Over time, a price-oriented communication strategy can train consumers to be "cherry pickers" or "price seekers," Lee says. What's more, discounting and other price-oriented promotions aren't a sophisticated strategy. "It's easy to do and easy to copy. When one retailer starts to promote more, another can easily follow. And then it's a downward spiral," Lee says.
Publix Super Markets has met Walmart's low-price advertising campaign with its own store signage that shows lower Publix prices than Walmart's on a list of products. "Some chains want the price impression so badly, they'll preemptively go out and survey the competition," Compernolle says. Other retailers will commit to beating competitors' prices on a few destination categories, such as milk, cereal and everyday items. "The important thing is not necessarily low prices throughout the store. It's low prices for those destination items people will typically compare," he says.
Pricing should go hand in hand with a retailer's go-to-market strategy, which might be promotional pricing, everyday low price, or quality- or service-oriented. "Fundamentally it still goes back to the value relationship you're providing to consumers," Lee says. "Value doesn't have to mean lower prices or more aggressive discounts. We know that consumers see value not just as a number. It's combined with quality. It's combined with the whole commercial strategy, not just with a price."
What Shoppers Value
Before determining a price-value proposition or switching from one pricing strategy to another, know your target audience.
While 37 percent of consumers make purchases on the basis of price, convenience is the top influencer for 28 percent of shoppers, according to PricewaterhouseCooper's Experience Radar 2013 report.
For most, convenience means short checkout lines, but many also consider overall service. In general, shoppers are willing to pay more to shop at stores with attendant checkout, knowledgeable staff throughout the store, a loyalty program that provides points or storewide discounts, eco-friendly packaging using recyclable materials and locally produced items, according to the PricewaterhouseCoopers report.
About 20 percent choose stores based on product breadth, which increasingly means local and organic foods. About 46 percent of consumers seek out organic products, often paying a premium for them. Consumers also appreciate product labels that clearly identify healthy attributes, and they like in-store product sampling of new products. The availability of an online shopping option is a lesser consideration, as 98 percent of consumers shop in brick-and-mortar stores.
But younger, digitally-oriented shoppers want mobile coupons, smartphone checkout and digital meal planning and delivery. What's more, 40 percent of this cohort won't return to a store after a bad experience compared with 20 percent of shoppers overall, the PwC report says.

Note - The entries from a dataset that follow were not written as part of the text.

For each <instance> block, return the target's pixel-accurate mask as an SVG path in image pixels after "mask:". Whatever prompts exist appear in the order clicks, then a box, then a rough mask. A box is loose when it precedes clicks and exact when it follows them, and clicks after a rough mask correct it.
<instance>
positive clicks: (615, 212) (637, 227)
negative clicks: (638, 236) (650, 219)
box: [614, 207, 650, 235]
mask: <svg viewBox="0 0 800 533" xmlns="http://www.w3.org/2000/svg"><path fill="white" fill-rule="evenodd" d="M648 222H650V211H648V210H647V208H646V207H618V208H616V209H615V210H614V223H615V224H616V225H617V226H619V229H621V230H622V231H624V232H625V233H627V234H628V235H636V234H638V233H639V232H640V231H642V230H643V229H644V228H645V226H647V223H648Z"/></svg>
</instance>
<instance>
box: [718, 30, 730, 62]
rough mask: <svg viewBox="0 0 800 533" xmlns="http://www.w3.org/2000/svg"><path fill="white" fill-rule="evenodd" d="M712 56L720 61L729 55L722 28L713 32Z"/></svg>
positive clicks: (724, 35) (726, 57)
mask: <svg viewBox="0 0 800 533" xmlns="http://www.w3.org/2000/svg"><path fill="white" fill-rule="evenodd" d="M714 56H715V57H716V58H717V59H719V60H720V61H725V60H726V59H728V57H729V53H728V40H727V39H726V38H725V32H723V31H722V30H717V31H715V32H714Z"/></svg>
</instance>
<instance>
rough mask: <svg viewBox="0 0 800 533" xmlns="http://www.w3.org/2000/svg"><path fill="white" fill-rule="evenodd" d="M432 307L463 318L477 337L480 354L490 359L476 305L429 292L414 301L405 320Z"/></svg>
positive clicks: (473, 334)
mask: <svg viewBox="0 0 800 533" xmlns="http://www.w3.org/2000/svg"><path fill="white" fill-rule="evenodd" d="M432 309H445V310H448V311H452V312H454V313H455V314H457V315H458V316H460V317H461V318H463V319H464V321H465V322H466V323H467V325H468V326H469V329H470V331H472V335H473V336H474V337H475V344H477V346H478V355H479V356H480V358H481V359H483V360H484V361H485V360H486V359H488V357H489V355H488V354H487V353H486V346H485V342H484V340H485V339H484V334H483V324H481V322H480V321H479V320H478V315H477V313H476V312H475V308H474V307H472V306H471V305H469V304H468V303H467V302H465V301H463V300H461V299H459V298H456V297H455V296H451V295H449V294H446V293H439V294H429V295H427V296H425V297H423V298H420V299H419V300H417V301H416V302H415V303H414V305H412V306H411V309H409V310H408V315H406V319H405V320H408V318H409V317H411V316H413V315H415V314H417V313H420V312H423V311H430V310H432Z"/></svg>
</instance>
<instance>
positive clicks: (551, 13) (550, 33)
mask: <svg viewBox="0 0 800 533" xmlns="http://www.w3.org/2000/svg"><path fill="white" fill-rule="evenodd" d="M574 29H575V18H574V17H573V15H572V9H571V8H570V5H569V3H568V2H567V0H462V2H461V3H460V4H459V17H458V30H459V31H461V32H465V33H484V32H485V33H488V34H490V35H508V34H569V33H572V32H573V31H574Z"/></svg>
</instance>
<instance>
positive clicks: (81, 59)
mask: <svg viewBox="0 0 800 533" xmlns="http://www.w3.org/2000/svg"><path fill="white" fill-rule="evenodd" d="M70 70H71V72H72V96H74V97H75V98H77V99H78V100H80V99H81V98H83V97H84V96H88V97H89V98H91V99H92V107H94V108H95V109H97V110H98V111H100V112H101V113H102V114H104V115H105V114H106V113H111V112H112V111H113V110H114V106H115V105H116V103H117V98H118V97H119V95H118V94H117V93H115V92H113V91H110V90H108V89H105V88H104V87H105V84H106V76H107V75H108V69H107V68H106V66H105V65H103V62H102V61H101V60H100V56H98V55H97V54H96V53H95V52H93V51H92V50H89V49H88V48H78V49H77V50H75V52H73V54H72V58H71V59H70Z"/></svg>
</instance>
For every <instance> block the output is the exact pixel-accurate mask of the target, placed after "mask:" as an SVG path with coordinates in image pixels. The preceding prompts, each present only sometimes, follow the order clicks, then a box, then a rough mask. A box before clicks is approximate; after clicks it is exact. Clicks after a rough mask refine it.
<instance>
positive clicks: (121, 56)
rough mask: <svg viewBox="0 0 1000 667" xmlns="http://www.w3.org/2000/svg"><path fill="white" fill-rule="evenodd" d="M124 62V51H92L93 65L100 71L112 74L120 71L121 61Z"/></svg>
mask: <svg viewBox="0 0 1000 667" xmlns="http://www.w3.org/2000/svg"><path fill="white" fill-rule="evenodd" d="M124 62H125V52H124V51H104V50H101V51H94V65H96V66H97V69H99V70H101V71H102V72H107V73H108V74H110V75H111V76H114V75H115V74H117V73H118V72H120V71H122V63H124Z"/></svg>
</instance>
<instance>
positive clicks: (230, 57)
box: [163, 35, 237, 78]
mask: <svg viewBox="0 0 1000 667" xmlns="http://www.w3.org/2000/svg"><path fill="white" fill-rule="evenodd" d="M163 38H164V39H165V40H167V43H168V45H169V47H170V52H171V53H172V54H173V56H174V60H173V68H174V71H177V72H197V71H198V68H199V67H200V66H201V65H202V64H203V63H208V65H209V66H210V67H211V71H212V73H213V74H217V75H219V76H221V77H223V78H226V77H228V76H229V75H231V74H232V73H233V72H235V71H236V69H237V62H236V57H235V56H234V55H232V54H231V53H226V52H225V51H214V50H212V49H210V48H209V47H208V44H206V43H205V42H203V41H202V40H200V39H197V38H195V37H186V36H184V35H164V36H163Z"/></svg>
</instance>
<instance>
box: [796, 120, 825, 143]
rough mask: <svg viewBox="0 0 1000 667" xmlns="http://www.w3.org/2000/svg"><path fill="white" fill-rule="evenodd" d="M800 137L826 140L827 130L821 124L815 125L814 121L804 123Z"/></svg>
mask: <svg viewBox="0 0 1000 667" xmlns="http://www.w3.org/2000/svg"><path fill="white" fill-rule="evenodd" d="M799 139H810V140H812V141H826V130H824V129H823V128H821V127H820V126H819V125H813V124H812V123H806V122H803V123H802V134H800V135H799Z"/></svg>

What turns off consumers? Rude employees account for 28 percent of reported "bad memorable experiences," the report says. While many consumers will tell their friends and relatives when they have had a positive experience at a grocery store, younger digitally-inclined shoppers will spread the word about a negative experience to their social networks, potentially increasing the impact.

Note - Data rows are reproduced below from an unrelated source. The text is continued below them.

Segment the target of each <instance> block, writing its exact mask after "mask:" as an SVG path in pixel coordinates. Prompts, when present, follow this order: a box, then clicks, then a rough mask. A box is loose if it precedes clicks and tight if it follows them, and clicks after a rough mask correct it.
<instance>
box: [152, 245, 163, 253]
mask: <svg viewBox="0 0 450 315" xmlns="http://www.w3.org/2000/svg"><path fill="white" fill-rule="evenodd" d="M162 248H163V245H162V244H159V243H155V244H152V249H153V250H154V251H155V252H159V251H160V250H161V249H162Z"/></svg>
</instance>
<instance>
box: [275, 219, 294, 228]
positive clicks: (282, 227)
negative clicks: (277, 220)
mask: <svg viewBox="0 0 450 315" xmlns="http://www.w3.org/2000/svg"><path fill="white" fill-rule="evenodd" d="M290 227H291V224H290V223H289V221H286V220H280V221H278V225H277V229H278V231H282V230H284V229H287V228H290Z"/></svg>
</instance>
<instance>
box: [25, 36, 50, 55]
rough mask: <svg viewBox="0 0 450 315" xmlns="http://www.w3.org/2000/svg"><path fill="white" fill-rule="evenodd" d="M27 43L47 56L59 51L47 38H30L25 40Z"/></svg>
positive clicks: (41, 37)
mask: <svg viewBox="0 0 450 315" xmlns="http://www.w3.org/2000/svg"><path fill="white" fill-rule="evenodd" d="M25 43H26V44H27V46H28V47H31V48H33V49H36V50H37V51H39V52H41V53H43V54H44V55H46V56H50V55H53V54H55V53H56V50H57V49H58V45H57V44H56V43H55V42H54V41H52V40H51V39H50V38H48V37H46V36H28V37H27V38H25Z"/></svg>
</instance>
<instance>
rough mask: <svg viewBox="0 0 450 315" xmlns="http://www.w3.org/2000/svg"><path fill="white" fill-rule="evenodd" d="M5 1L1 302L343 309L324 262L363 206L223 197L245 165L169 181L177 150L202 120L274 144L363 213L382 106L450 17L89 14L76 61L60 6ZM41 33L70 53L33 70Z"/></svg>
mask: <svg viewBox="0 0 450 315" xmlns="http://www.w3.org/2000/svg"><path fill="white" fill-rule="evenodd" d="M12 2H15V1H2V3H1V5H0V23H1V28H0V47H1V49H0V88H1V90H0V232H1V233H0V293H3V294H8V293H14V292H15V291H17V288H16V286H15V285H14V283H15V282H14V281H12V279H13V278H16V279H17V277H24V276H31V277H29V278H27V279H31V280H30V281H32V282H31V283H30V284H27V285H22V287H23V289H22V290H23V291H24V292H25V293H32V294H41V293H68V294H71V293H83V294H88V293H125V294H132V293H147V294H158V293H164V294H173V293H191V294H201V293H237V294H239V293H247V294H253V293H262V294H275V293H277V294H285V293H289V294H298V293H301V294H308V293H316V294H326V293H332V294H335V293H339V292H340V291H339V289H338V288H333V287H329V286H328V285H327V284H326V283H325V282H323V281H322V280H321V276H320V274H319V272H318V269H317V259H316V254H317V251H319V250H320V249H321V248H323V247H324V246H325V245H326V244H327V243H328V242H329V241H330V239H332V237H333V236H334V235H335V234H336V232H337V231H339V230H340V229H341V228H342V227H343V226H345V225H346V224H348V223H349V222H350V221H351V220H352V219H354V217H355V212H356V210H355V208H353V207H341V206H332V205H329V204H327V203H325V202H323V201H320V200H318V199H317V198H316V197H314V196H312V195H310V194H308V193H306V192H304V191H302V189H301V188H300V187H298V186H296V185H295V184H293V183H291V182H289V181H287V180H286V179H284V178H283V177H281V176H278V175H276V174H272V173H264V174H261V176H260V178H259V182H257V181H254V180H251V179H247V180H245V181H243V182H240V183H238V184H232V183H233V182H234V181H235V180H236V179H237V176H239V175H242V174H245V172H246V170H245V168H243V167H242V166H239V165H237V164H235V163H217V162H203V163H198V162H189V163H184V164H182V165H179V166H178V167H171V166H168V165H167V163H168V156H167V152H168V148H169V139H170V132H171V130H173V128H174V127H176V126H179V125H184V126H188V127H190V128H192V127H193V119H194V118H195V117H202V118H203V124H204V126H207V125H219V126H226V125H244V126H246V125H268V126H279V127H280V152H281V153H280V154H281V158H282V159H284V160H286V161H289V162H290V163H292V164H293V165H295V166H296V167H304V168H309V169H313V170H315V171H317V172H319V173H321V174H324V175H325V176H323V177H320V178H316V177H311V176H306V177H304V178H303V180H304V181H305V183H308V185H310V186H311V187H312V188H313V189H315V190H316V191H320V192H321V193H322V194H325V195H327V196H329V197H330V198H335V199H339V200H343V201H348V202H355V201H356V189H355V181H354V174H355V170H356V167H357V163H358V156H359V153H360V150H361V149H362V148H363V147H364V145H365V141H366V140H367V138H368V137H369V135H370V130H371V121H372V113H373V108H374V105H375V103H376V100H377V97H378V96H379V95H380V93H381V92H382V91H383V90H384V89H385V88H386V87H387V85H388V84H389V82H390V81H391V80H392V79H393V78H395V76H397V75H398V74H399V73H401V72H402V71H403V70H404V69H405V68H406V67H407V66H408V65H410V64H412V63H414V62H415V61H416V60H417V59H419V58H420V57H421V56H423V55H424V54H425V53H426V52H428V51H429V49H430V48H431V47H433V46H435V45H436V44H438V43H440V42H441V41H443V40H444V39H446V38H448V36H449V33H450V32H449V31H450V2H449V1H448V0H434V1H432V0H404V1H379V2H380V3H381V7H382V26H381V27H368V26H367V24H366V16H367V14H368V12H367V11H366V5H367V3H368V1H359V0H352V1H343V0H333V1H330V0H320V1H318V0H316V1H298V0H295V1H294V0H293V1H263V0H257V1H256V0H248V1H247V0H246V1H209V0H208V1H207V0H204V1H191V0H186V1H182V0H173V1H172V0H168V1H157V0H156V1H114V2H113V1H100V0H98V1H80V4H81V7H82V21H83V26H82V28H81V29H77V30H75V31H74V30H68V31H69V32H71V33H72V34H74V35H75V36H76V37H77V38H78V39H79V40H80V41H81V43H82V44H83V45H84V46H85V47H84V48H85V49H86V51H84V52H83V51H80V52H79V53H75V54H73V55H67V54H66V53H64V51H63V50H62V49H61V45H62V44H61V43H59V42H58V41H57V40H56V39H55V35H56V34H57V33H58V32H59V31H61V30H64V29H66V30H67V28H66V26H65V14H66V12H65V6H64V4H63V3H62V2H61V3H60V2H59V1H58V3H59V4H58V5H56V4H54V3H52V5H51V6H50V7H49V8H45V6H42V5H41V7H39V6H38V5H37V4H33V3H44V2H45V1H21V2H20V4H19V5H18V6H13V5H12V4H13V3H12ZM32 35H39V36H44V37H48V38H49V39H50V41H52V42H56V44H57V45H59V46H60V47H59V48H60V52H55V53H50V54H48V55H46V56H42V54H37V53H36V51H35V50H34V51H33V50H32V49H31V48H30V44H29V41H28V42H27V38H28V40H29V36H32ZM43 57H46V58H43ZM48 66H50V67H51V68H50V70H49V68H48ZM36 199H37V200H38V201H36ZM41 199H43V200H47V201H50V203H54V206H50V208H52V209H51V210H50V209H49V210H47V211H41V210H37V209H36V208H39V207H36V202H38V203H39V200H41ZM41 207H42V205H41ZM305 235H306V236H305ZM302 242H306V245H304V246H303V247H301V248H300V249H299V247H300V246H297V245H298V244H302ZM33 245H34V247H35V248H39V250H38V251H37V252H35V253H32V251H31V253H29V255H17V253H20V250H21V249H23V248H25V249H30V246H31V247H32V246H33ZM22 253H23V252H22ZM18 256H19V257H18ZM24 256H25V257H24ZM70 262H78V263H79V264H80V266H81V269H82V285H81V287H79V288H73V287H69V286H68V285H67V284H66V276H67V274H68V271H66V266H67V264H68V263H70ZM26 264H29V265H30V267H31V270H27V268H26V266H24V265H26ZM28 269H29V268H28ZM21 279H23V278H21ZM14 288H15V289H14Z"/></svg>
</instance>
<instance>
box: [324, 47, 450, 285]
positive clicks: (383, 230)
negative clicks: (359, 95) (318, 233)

Shoppers don't always share negative feedback with grocers. The PricewaterhouseCoopers report suggests 46 percent of customers don't tell their grocers about a bad experience, but they will tell others. Retailers can address this communication gap by offering incentives for customers to provide feedback and by listening to social media feedback. Retailers who promote their return policies and emphasize customer satisfaction are more likely to have the opportunity to resolve problems.